The majority asserts that the State will “be generally required” to prove, along with the elements of driving while intoxicated set out in Texas Penal Code § 49.04(a), that reasonable suspicion or probable cause existed to stop or arrest an accused in order to obtain a DWI conviction against her. Since Texas Penal Code § 49.04(a) itself does not demand any such showing, I am not quite sure how the majority comes to find it as a requirement for a DWI conviction for purposes of our Blockburger v. United States, 284 U.S. 299, 52 S.Ct. 180, 76 L.Ed. 306 (1932) analysis.

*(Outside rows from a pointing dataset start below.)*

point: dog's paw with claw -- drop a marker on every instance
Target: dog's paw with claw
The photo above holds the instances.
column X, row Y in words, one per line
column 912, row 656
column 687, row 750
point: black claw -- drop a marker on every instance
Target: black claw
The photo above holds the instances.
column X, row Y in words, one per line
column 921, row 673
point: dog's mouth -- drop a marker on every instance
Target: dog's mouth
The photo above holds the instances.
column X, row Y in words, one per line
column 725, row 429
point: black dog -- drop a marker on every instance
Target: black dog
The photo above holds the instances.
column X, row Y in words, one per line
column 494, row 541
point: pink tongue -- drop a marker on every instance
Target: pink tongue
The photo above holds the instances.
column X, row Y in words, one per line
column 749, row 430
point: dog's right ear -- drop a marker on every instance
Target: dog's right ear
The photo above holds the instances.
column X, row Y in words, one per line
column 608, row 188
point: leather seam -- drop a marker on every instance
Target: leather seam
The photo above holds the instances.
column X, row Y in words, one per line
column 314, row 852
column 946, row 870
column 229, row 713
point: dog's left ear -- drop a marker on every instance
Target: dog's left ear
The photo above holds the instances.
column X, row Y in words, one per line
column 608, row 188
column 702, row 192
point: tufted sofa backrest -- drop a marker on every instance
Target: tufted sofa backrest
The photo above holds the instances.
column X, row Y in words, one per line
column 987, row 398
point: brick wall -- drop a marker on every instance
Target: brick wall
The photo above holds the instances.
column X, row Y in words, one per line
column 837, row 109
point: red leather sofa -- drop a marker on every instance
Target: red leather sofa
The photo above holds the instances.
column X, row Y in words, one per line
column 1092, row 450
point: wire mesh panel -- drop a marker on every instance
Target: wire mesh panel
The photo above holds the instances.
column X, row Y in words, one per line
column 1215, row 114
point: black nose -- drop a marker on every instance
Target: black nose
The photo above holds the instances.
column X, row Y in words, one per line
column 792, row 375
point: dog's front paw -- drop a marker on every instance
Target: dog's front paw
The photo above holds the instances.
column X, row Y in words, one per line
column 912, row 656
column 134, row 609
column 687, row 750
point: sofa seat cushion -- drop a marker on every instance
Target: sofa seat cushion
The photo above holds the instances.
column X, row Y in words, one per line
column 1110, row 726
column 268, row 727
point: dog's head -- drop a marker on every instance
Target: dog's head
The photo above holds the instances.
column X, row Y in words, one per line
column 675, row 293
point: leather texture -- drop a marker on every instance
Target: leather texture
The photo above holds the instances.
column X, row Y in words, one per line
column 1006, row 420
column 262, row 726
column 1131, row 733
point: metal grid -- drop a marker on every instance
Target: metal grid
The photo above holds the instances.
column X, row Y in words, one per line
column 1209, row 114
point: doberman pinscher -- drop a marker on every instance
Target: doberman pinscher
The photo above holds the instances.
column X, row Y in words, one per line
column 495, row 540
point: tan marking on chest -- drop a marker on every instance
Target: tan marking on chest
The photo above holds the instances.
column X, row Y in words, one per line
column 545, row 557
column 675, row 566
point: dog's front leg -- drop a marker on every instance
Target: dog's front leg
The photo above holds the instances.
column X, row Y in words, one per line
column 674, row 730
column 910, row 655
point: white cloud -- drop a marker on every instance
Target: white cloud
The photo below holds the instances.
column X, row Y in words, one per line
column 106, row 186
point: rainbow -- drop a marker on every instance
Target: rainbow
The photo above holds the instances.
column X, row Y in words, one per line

The fact that, in many DWI cases, the defendant moves to suppress evidence on the theory that the State lacked reasonable suspicion or probable cause to stop or arrest and that the State, in turn, must show that it had the requisite reasonable suspicion or probable cause in order to admit the evidence, does not bear on our analysis under Block-burger. This is so because Blockburger asks only that we turn to the two relevant statutes and determine whether “each provision requires proof of an additional fact which the other does not” in order to discern whether the two statutes define “the same” or different offenses. Id. at 304, 52 S.Ct. at 182. After all, when the State wants to penalize an accused for any given offense it need only meet its burden of proof for each and every element of the offense as set out in the statute. It need do no more. In the case now before us, Texas Revised Civil Stat. article 6687b-l requires proof that reasonable suspicion or probable cause exist to stop or arrest a person before their driver’s license can be revoked, where Texas Penal Code § 49.04(a) does not require any such proof for a successful DWI prosecution. But § 49.04(a) does not require any proof above and beyond that required in 6687b-l. For this reason, I agree with the majority that the two statutes in this case constitute the “same offense” under Blockburger and that the Court of Appeals erred to find that they do not.
With these remarks, I concur in the result only.